Why machine learning projects fail

In the search engine, start typing “artificial intelligence will change” and you will see suggested links, such as “world”, “everything in your life” and “business face in the next decade”. Look a little further and it will become clear that AI projects and machine learning not only make progress, but are inseparable from their success. According to an Accenture study, 85% of capital industry executives say they will not achieve their growth goals if they do not expand AI.

At the same time, MIT Sloan’s research shows that the gap between organizations that value data science successfully and those that strive for it is widening. As we know, data science and machine learning are the engine behind AI applications because it is through data processing that AI learns how to interpret our world and respond as we want. If AI is to have a real impact on companies and their customers, companies need to take a new approach to machine learning. As the MIT Technology Review concludes: “The way we teach, AI is fundamentally flawed.”

Many articles in publications such as Towards Data Science and Open Data Science (see here and here) try to distinguish exactly why machine learning projects with good tooth combs and technical jargon help fail. These articles are great if you’re an information scientist, but not so useful if you’re a company trying to figure out why a conversation assistant or personalization campaign that you’ve spent thousands of dollars on has never worked.

The reality is that your machine learning project probably didn’t fail because you disrupted your approach to the data version or model layout.
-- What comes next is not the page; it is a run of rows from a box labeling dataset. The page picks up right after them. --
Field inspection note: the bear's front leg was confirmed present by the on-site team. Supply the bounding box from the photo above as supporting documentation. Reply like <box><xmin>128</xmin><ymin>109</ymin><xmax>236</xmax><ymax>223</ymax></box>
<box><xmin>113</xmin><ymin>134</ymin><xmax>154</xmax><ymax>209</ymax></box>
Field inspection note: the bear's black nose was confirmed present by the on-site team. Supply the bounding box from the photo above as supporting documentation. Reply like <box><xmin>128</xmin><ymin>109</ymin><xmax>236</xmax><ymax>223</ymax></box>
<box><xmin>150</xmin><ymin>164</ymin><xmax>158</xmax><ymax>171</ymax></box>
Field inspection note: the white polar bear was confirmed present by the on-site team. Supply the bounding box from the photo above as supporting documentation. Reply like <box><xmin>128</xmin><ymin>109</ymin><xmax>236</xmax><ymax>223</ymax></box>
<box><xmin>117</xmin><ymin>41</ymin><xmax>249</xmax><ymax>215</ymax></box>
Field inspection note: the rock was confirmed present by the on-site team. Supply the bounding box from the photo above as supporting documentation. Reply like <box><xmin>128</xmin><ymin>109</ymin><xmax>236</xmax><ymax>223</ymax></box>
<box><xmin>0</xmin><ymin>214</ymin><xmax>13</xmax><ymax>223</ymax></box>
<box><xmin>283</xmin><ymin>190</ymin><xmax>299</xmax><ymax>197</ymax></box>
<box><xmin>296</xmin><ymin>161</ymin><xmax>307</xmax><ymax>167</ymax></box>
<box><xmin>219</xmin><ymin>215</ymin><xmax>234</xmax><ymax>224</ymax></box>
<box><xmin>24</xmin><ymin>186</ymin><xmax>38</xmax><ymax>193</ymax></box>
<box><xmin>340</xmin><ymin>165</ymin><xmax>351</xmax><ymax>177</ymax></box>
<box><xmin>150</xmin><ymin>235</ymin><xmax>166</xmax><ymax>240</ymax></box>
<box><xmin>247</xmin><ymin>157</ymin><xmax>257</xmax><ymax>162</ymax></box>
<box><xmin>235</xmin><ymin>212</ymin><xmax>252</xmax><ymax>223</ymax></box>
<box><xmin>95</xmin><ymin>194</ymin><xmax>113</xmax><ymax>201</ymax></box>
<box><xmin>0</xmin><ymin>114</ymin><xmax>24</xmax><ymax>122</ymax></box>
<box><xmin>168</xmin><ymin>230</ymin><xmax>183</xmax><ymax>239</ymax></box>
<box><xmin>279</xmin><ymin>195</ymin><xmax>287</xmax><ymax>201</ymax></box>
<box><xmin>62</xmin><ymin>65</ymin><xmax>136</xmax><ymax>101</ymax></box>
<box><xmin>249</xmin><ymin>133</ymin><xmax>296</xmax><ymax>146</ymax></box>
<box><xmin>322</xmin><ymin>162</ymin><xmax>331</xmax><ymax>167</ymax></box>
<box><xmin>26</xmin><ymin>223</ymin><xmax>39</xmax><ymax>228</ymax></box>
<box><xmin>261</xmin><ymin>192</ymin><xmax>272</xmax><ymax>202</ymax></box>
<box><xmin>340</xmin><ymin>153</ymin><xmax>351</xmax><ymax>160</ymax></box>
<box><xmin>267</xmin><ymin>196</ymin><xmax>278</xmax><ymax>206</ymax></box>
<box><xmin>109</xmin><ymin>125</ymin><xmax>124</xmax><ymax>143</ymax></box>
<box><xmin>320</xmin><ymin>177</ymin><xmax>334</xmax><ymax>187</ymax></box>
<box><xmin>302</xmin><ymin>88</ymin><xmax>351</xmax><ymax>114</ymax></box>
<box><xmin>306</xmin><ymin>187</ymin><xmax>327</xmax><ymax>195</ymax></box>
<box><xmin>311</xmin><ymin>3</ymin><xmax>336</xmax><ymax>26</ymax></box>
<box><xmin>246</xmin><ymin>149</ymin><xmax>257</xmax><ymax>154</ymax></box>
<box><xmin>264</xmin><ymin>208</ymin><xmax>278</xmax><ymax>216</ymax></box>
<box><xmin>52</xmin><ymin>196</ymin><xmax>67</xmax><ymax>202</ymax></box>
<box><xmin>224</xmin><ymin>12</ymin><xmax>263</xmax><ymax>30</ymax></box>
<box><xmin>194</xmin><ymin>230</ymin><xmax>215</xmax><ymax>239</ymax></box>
Most engineering training projects fail simply because companies did not have the right resources, experience, or strategy from the beginning. McKinsey’s 2021 report on the artificial situation confirms this, reporting that companies that see the greatest impact from AI adoption are following both core and AI best practices and spending more efficiently and effectively on AI than their peers.

Five common AI errors in enterprises

Through our work on ML projects for some of the world’s largest companies, Applause has identified an example of common errors that reduce efficiency, increase costs, delay deadlines – and ultimately lead to the failure of machine learning projects.

Common Error 1: Incorrect estimation of resources required to study ML algorithms

The first reason for the failure of machine learning projects is that companies are not ready to see them and are not equipped. According to a measurement study, 8 out of 10 companies find machine learning projects more difficult than expected because they ignore work that is properly incorporated into training models. This is why so many data science projects are being put into production; without a clear understanding of the resources and experience required, companies will either face insurmountable obstacles or burn out of their budgets due to inefficiency. One of the things they misjudge the most is the attempt to get the right training data – which leads us to the second most common error.

Common Mistake 2: Relying on data brokers to provide the same training data

Companies do not struggle to get education. Finally, there are numerous data vendors that sell educational artifacts in large quantities at low prices. The reason machine learning projects fail is because companies are struggling to make ends meet high quality educational information.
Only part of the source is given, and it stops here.